New York-based designer Bobby Berk is taking over the world. Sure, he’s a mere 31 years old, and his über-modern, über-fun brand Bobby Berk Home has only been breathing since 2006, but this Texas native is already making himself a household name across North America. With stores making waves in New York City, Atlanta, Miami and Los Angeles, and a new signature collection at Toronto’s Urban Mode that debuted this November, Berk may be on top, but he swears he still has a long way to go. As he readies himself to expand his brand outside of the American border, Berk settles in with City Life Magazine to talk about being colourful in a ’70s sort of way, being in lust with Scandinavian style and being the new kid on the block.

Q: Do you remember when the design bug bit you?
A: When I was a kid, I’d drive my mother crazy by rearranging the whole house — I’d put the living room in the kitchen
and the kitchen in the living room. I just loved putting spaces together like that. And you know, growing up in Texas, there isn’t really “interior design” — you’ve just got your basics, and when you’re shopping around, you might find something and be like, “Oh, that’s cute,” but there isn’t really much of a design element to it.

Q: You used to be a kid in Texas dreaming of bigger things — now you’re creating an international name for yourself in one of the toughest industries out there. How does it feel to be where you are now?
A: To be honest, it doesn’t feel any different. I still feel like I’m growing, like I’m still at the beginning. I was having lunch with the people from Umbra the other day, and when I was talking to them I felt like I was still like, (in a kid’s voice) “Oh, hi!” I know the brand is becoming successful, but for me this is still the early stages.

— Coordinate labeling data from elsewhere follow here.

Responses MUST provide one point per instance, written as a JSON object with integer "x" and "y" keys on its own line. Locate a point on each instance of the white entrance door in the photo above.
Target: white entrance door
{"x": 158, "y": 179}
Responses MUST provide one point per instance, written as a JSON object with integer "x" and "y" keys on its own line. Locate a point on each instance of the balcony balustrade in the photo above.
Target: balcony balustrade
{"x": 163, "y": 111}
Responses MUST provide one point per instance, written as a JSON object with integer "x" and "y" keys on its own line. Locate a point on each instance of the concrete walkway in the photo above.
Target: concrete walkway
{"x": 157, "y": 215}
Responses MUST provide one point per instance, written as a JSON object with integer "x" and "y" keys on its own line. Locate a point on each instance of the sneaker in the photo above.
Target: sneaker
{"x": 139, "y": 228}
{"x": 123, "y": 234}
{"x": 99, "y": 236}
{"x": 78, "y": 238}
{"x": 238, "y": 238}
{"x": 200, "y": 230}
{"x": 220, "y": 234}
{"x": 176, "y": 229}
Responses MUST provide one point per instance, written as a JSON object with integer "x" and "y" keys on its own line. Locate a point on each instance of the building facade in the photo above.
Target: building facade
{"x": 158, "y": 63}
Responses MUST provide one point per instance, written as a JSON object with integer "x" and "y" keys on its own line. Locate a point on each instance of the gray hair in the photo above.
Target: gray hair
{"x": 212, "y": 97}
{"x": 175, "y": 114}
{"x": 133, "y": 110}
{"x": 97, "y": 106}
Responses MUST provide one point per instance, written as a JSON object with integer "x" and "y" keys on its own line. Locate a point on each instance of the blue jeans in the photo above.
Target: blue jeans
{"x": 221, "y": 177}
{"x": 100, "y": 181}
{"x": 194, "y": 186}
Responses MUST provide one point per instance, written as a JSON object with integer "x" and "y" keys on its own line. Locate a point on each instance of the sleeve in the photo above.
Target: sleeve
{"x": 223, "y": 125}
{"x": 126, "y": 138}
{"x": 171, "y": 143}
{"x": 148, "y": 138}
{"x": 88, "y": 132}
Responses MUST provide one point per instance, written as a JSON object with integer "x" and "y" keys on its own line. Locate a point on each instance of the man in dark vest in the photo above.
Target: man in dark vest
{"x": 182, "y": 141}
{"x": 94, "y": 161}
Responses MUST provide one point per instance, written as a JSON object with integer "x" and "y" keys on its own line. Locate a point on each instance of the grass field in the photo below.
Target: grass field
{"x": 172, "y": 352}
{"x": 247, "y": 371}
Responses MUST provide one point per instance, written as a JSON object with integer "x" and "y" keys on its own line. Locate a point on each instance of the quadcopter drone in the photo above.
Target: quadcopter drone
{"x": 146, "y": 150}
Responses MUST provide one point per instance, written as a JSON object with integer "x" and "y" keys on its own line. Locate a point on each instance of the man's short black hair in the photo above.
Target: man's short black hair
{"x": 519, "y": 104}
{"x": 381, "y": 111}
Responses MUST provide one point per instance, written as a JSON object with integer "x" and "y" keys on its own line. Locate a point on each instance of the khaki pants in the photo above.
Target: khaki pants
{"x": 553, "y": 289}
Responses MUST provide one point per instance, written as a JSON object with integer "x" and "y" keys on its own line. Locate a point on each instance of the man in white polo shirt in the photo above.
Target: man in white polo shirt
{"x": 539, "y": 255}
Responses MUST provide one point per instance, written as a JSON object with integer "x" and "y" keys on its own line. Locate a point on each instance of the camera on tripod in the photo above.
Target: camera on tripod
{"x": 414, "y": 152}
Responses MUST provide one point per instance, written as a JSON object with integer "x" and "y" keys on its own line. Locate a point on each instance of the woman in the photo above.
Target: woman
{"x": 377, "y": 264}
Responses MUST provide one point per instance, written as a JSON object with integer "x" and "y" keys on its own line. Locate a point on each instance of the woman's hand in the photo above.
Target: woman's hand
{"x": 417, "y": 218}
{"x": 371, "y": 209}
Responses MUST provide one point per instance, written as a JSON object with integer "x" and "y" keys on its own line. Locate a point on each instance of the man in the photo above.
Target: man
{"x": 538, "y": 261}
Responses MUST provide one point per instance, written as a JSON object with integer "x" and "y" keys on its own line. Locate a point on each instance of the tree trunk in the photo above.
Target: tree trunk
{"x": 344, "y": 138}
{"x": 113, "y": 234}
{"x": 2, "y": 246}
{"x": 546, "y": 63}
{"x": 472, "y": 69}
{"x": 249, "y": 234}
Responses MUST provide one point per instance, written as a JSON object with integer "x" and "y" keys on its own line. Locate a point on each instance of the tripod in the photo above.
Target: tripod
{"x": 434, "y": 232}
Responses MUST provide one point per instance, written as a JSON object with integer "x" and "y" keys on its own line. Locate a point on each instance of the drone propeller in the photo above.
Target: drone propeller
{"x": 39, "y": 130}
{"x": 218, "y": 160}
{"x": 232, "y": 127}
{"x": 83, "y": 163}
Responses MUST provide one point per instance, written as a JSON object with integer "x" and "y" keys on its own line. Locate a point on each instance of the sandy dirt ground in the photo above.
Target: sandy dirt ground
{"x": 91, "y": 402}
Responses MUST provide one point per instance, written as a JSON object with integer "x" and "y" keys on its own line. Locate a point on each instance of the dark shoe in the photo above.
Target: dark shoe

Q: Where do you draw your inspiration from?
A: I’m really inspired by the mid-century style — the ’60s and ’70s. You can see it a lot in my signature collection for Urban Mode, the clean lines and super-mod shapes and pops of colour that you recognize from that part of the century. But back then, remember, furniture was pretty stiff and uncomfortable — so I’ve also mixed in modern materials that bring a lot of comfort, like trillium which looks and feels like down, but it’s not. Travelling to countries like Iceland and Sweden inspires me, too — my designs definitely have a bit of the Scandinavian element to them. And the spaces of New York City, the tiny living spaces there, they inspire me a lot. More and more, people are living in these small units and apartments — even in places like Atlanta, which you wouldn’t expect — and I think this industry is evolving toaccommodate that.

Q: What three words would you use to describe your designs?
A: Young, fun and easy. Fun is a really important one. I think it’s so important to have fun with your home — to make it a source of happiness and comfort for you.

Q: What pieces do you have the most fun designing?
A: Our tables! I love experimenting with colours for our dining and coffee tables.


Q: What does a regular day look like for you now?
A: My schedule looks quite different each day. Now that the business has expanded to what it is, I don’t only spend my day as the designer, but as the head of sales, of human resources, of this, of that. So it’s evolved so that these things take up more of my day than I’d prefer [they] did. I’d much rather be spending my workday designing, you know?

Q: But would you say all these responsibilities are rewarding at times?
A: Oh, of course! It feels good to be in control of it all; it enables me to get really intimate with the business and pour myself into every aspect of it.

Q: Do you have a motto, or a piece of advice you’d share with anyone searching for success?
A: Be positive. I know it sounds cliché, but I sincerely believe that if you’re thinking positively, positive things will happen.